As a manufacturer bringing pharmaceutical product to the US market your company is always in the vigilant eyes of FDA. In the US, the FDA can drop in anytime to perform an unannounced GMP audit or investigation.
A GMP audit is conducted to check whether your company complies with the federal regulations, Code of Federal Regulations (CFR)and to identify if you have full control over your processes, facility and quality management system (QMS).
The regulatory authorities will notify you through Form 482: Notice of Inspection.
During an audit, your primary focus should be to demonstrate that you manufacture drugs within the scope and standards of Good Manufacturing Practices (GMP). Do not panic, simply ensure that the following six things are completely controlled – facility, equipments, raw materials, operating procedures, trained personnel, finished products along with a separate quality control department.
After an FDA GMP Audit you will receive a Form 483, in case the investigator has found GMP violations and deficiencies. You have to respond within a given time and demonstrate with your answer on hoe you will effectively eliminate the deficiencies and assure no reoccurrence. The inspection report will idly with you quickly, however that may take a certain amount of time and you should not wait in case of 483 deficiencies. If FDA does not accept your proposed corrective actions, there is a high likelihood than you will run into the risk of getting a warning letter by the FDA.

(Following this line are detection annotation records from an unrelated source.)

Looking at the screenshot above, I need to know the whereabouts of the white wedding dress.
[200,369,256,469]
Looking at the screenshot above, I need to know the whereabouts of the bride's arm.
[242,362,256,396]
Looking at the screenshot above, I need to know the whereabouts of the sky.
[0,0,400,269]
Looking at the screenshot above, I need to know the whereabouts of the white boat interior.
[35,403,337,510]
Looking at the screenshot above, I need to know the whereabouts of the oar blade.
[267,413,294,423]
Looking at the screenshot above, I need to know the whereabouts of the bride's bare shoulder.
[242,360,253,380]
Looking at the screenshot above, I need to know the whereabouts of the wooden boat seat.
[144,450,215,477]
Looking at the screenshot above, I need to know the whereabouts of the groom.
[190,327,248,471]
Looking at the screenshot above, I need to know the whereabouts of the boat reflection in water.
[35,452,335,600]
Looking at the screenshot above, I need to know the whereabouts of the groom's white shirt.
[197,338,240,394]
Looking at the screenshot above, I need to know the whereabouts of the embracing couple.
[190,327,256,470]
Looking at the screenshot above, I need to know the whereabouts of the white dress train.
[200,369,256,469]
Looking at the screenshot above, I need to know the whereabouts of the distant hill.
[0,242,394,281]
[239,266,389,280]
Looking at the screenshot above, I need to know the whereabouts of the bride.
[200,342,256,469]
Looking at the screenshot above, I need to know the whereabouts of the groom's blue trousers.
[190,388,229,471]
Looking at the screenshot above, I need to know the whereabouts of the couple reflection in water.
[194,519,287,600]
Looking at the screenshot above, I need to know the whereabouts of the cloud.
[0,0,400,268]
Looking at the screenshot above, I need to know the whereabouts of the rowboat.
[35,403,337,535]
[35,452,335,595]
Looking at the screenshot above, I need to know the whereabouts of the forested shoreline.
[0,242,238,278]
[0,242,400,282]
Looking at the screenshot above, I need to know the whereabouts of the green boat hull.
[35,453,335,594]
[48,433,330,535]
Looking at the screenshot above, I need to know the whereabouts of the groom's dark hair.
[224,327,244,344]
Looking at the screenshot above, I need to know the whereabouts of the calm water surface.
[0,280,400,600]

Are you prepared for any unexpected GMP auditing? Take the following actions to ensure that you pass the audit with flying colours even when you are least aware that investigators (auditors) have arrived to conduct a GMP audit.
Do Your Research
Have you reviewed the previous GMP inspections (audits)? If not, consider reviewing them at intervals to gain some insights. Check if all the previously reported deficiencies are closed. External investigators (auditors) also consider complaints, adverse reaction reports or any changes made in the manufacturing process.
Having some intelligence about the investigators (auditors) in your region is always a plus point.
Scrutinize Your Documents
Find out what documents and data the investigators (auditors) generally request. Make sure that they are all updated and are “controlled copies.” Detailed data on clinical research and safety practices should be in place.
The auditors typically review Site Master File (SMF) and Validation Master Plan (VMP) as soon as they reach the site. SMP is particularly important when major changes have taken place in the manufacturing unit or the auditor is new to the site. VMP gives information about any adverse reactions reported, product recalls, complaints, previous audit findings and your responses to each of them.
Train the Personnel
As a proactive and responsible authority, you should choose in advance which employees and supervisors will be interacting with the investigators (auditors). Teach them the basics of whatever will happen during the GMP audit and how they should respond to questions posed by the investigators (auditors). They should behave themselves well in a polite and friendly tone.
You can go an extra mile by training the employees on the auditing techniques. This will demonstrate that your employees are well trained and they actually know what they are doing.
Conduct a Mock Internal Audit
It is always beneficial to conduct self-inspections at regular intervals to ensure that the company adheres to codes of GMP. This will bring into notice the loopholes in current processes and equipments, that you can correct in time to stay a step ahead.
But if you never conducted an internal GMP audit, it’s highly likely that those same deficiencies will be noted by FDA investigators (auditors). It will for sure have a negative impact on your reputation as a manufacturer of drugs.
Of course, investigators (auditors) aren’t there to defame you, they just want to see whether your manufacturing facility complies with the guidelines and standards of GMP. Therefore being well-prepared in advance, an effective SOP and established quality management system (QMS) are the simple but wonderful secrets of success during any GMP audit.